Americans have their BBQ sauce, Italians have their marinara, Greeks have their tzatziki. You can spend years exploring all the sauces from around the world. One sauce that is new to me, and one that I am really excited about, is harissa. Let’s talk about it.
What is harissa?
Harissa is a pepper-based sauce that originates from the Northern Arabic countries of Africa: Algeria, Morocco, Libya, and Tunisia. Way back in the Age of Exploration, when European countries transported things back and forth between the Americas, Africa, and Europe, it is believed that Spanish colonists introduced the chili pepper into Northern Africa.

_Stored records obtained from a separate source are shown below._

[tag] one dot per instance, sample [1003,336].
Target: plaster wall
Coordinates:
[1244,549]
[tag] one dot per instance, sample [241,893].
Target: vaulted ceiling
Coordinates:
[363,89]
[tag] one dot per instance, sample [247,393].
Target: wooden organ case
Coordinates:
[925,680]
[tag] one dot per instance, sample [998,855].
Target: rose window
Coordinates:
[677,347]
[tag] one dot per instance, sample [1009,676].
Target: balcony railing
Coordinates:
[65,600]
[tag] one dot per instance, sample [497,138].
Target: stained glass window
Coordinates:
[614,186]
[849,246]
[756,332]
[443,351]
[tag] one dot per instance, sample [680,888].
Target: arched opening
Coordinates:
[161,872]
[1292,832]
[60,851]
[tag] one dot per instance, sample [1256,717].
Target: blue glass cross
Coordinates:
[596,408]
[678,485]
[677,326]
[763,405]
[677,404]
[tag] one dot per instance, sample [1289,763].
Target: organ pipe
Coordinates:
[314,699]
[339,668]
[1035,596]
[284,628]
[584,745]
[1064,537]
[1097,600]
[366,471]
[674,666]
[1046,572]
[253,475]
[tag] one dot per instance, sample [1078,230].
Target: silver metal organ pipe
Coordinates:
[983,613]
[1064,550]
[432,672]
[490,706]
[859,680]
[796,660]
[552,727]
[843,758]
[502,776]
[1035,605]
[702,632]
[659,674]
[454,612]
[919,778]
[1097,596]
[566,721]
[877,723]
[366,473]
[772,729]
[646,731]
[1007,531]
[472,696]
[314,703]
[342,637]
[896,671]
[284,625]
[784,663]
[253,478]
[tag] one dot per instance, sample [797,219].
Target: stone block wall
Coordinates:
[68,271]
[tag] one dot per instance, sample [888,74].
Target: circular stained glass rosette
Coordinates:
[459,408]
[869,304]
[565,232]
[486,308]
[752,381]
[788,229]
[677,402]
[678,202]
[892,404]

Over time, the chili pepper evolved into its own local cultivar: the Baklouti pepper. Primarily grown in Tunisia, they are the basis for harissa. Today, Tunisia is the largest exporter of harissa around the world and UNESCO lists harissa as part of Tunisia’s Intangible Cultural Heritage.
Cooks often add harissa to meat and vegetable stews and use it as accoutrement to couscous. It can also be used as a sauce on grilled meats and vegetables.
What is in harissa?
There are many variations on harissa; each country listed above has their own slightly different version and there are even regional variations within Tunisia. But there are a few constant ingredients.
First is the Baklouti pepper; every Tunisian version of harissa starts here. The peppers are roasted and ground into a paste and then mixed with salt, garlic paste, coriander, caraway seeds, cumin, olive oil, and lemon juice. There are varieties out there that add onions or crushed red pepper. There is even a version that uses rose petals.
What does harissa taste like? Is harissa spicy?
Harissa is very pepper forward and often has a strong smoky taste thanks to the roasted peppers. There are also strong hints of garlic and citrus from the lemon juice. The flavor is slightly similar to sriracha, but sriracha tends to be sweeter than harissa.
The Baklouti pepper falls between 1,000-5,000 on the Scoville scale, which is about the equivalent of a jalapeño. Harissa does tend to taste spicy, though, because there is not much in there to help cut the heat.
Harissa sauce vs harissa paste vs harissa seasoning: What’s the difference?
Harissa paste has the same texture and consistency as canned tomato paste. This version is a better ingredient to use in soups and stews. Harissa sauce is harissa paste diluted with olive oil, making it a better option for a dip or spread. Harissa seasoning is a powdered version of the paste that attempts to replicate the flavor of the paste/sauce. It usually has a base of chili pepper with cumin, coriander, and ground caraway seeds.
What is the correct harissa pronunciation?
Google says “huh-REE-suh,” so stick with that!